Une investigation du Groupe d'Action Financière met en lumière des mécanismes sophistiqués impliquant hauts responsables et institutions financières dans un scandale financier d'ampleur nationale.
Le Groupe d'Action Financière (GAFI), organisme international spécialisé dans la lutte contre le blanchiment d'argent et le financement du terrorisme, vient de placer le Cameroun sur sa liste noire à l'issue de sa dernière plénière tenue en février 2025. Au cœur de cette décision, une enquête approfondie révélant un système de blanchiment d'argent impliquant des personnalités parmi les plus influentes du pays.

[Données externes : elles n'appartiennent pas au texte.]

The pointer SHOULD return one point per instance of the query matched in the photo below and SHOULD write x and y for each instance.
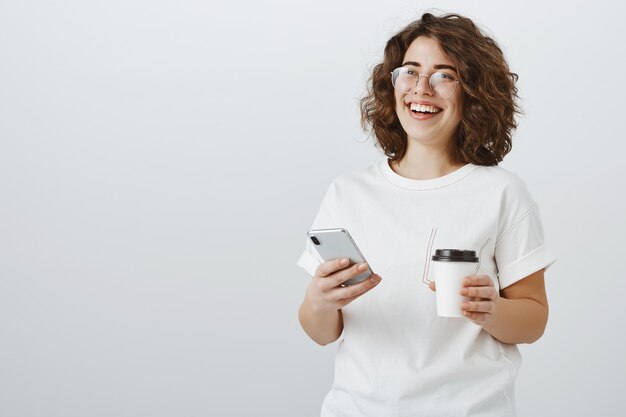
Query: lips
(423, 110)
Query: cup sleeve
(521, 250)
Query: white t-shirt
(397, 357)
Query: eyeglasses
(442, 84)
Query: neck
(424, 163)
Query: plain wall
(161, 161)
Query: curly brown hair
(489, 92)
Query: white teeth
(423, 108)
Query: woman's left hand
(483, 299)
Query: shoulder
(505, 182)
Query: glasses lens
(403, 79)
(442, 84)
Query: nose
(422, 86)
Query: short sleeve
(521, 249)
(326, 218)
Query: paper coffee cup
(449, 267)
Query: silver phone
(337, 243)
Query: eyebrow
(436, 66)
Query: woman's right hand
(325, 292)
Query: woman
(441, 106)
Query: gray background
(161, 161)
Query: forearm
(521, 320)
(323, 326)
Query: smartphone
(337, 243)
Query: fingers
(478, 306)
(339, 277)
(327, 268)
(488, 293)
(348, 294)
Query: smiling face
(426, 117)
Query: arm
(518, 315)
(320, 312)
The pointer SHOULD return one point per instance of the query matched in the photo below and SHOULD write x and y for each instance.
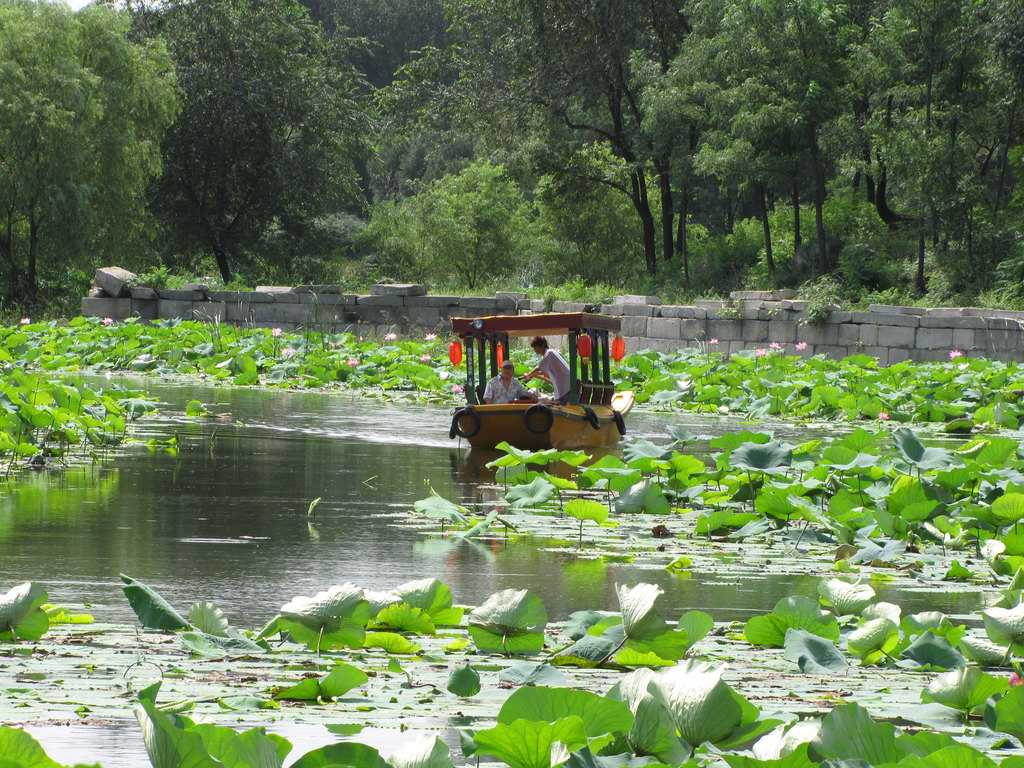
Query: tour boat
(594, 415)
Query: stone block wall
(751, 321)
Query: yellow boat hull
(570, 426)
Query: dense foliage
(82, 116)
(605, 687)
(962, 394)
(680, 148)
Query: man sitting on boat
(552, 368)
(506, 388)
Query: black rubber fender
(620, 422)
(531, 413)
(457, 423)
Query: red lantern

Selon le rapport consulté par notre rédaction, une équipe d'experts
internationaux mandatée par le GAFI a identifié des mécanismes complexes d'évasion de capitaux lors d'une mission conduite sur place du 23 février au 13 mars 2021. L'analyse des flux financiers révèle des transferts suspects entre le Cameroun, les Maldives et Israël, notamment via l'utilisation abusive de valises diplomatiques entre avril 2019 et juin 2023.
Ce qui distingue particulièrement le cas camerounais, selon les experts du GAFI, c'est l'origine des fonds blanchis. Contrairement à d'autres pays où le trafic de stupéfiants constitue souvent la principale source d'argent sale, l'enquête identifie les détournements de fonds publics et les malversations financières comme source principale des capitaux en fuite.
Le rapport souligne également que la proximité des personnes impliquées avec les centres de décision institutionnels a facilité ces opérations de grande envergure. Les enquêteurs poursuivent notamment leurs investigations sur des fonds potentiellement détournés dans le cadre du protocole de lutte contre la COVID-19.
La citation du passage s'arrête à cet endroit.